Clip description
The voice-over describes Australia’s education and health services in positive terms. It mentions the challenges of educating children over Australia’s vast distances.
Children play in a sandpit in a playground; others play on swings in a school ground; and another group plays ring-a-ring-a-rosy. Older students are shown entering a home science high school. Boys learn life skills in a swamp by harvesting crops by hand. Students on campus at the University of Sydney are shown.

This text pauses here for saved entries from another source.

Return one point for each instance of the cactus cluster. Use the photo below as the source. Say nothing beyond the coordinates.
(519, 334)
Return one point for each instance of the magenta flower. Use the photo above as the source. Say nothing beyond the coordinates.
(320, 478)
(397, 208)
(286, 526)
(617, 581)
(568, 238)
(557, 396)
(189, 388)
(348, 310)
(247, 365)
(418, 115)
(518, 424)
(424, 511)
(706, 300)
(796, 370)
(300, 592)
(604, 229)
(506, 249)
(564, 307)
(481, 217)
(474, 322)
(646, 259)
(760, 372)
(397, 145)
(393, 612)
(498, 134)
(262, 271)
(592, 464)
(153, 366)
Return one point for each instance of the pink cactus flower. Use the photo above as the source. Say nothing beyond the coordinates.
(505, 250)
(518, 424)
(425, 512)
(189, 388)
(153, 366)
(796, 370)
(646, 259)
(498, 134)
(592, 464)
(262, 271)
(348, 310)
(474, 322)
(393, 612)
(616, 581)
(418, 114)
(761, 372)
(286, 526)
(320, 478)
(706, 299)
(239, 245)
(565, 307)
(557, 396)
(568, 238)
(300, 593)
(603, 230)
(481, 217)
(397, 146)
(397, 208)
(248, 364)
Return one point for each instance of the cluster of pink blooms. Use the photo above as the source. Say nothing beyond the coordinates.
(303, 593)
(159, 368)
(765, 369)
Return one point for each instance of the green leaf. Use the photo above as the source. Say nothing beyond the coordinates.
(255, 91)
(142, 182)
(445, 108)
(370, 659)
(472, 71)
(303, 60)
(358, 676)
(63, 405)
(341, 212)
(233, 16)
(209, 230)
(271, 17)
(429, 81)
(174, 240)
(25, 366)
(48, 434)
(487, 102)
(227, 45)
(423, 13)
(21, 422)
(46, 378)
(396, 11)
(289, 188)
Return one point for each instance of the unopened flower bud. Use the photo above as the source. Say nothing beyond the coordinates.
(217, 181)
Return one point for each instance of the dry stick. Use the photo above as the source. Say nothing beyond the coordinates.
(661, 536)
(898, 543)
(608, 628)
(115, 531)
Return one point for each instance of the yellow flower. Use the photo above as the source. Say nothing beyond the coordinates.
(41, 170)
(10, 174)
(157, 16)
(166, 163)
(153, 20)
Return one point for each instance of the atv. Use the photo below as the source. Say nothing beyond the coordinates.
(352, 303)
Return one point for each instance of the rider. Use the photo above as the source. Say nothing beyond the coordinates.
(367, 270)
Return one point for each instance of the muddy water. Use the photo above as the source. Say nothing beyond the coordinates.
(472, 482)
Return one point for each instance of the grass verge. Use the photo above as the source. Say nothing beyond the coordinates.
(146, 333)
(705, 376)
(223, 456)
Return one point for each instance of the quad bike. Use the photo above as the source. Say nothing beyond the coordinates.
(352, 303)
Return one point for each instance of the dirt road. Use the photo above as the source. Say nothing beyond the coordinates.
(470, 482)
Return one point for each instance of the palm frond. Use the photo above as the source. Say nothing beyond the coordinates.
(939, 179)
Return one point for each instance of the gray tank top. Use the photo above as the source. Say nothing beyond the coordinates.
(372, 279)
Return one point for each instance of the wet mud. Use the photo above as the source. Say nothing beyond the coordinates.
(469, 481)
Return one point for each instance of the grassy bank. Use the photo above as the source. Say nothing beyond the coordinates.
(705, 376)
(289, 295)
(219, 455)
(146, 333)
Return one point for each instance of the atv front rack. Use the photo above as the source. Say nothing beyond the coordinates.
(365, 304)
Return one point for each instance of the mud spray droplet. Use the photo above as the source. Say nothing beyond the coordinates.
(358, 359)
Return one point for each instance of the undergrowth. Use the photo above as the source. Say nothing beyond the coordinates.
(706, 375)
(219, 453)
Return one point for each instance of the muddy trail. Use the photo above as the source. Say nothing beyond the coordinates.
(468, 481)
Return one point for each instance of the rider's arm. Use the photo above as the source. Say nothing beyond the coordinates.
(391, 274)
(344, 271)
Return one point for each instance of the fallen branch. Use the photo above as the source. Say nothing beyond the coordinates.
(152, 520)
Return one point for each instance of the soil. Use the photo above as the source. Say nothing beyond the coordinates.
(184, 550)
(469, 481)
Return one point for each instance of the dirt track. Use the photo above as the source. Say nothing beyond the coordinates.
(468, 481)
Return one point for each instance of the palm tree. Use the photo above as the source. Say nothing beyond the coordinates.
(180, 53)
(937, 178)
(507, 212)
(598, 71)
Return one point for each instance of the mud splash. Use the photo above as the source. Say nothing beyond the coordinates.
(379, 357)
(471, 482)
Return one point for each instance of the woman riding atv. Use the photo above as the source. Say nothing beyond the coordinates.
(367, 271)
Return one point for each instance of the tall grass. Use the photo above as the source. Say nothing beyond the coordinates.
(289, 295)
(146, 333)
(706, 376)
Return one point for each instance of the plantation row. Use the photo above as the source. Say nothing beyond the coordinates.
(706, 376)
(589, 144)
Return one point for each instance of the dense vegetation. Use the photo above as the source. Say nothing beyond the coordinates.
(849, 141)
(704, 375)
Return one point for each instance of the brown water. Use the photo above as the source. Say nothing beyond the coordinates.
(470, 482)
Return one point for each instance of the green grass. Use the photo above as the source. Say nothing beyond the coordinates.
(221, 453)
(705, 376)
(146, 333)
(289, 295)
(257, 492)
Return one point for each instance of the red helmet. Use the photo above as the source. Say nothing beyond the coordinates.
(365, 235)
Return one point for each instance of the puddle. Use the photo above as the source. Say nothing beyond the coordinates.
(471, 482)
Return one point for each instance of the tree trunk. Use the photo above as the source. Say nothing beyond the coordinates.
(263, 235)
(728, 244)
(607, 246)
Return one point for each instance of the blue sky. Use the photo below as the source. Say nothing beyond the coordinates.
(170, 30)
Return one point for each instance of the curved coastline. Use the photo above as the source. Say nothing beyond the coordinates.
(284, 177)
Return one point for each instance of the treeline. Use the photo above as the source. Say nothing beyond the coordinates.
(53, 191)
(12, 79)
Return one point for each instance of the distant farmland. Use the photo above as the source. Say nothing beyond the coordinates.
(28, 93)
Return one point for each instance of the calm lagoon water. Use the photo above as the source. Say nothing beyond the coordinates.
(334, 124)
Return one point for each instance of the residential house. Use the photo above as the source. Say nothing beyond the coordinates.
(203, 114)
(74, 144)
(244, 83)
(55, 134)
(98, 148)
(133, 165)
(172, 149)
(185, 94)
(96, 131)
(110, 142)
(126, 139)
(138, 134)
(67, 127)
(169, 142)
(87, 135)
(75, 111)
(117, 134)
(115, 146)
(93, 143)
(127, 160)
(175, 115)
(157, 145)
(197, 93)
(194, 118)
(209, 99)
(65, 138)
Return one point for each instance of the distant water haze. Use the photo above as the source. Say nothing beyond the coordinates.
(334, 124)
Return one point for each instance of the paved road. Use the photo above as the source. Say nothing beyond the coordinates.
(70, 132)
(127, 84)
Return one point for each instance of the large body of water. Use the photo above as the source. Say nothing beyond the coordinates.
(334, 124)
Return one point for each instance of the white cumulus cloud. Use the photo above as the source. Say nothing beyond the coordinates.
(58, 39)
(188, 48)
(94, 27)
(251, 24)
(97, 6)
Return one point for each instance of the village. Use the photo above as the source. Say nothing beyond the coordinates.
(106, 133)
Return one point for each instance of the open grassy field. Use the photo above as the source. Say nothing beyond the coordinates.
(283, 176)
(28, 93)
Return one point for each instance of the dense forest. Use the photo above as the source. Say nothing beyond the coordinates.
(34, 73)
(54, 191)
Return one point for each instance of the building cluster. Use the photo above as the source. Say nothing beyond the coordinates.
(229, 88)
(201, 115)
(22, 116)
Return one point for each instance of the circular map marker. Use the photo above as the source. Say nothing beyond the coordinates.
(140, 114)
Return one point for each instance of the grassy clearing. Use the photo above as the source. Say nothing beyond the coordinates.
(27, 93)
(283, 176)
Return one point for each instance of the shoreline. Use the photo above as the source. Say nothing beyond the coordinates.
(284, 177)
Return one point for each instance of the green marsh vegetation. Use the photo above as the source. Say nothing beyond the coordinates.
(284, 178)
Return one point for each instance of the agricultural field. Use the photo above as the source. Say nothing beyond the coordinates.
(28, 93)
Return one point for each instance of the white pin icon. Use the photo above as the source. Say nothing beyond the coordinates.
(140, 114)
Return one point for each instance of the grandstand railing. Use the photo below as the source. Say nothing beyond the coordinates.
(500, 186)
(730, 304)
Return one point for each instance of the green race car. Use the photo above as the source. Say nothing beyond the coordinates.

The camera pans across the exterior of a hospital and its grounds, including the bowling green. The clip ends with a title card: ‘Australia – one of the world’s leading nations, but pioneering still’.
Curator’s notes
Narration is a powerful device with which to convey information and shape a story. This clip relies heavily on a persuasive voice-over narration and pleasant, uplifting music to present a positive view of Australia’s public education and health services. The images in the clip support and are shaped by the narration. The narration begins by highlighting the challenges that Australia’s vast distances pose to educating its country’s children. The clip proceeds to illustrate how these challenges have been overcome through listing clear examples – education by correspondence, financial assistance for regional students, technical high schools, free state schools and free universities. This impressive system is then shown to be supported by medical and health services. The cumulative effect of the clip is that the audience agrees with the narrator when he remarks that ‘Australia has shown the way to Britain in some of these social services’.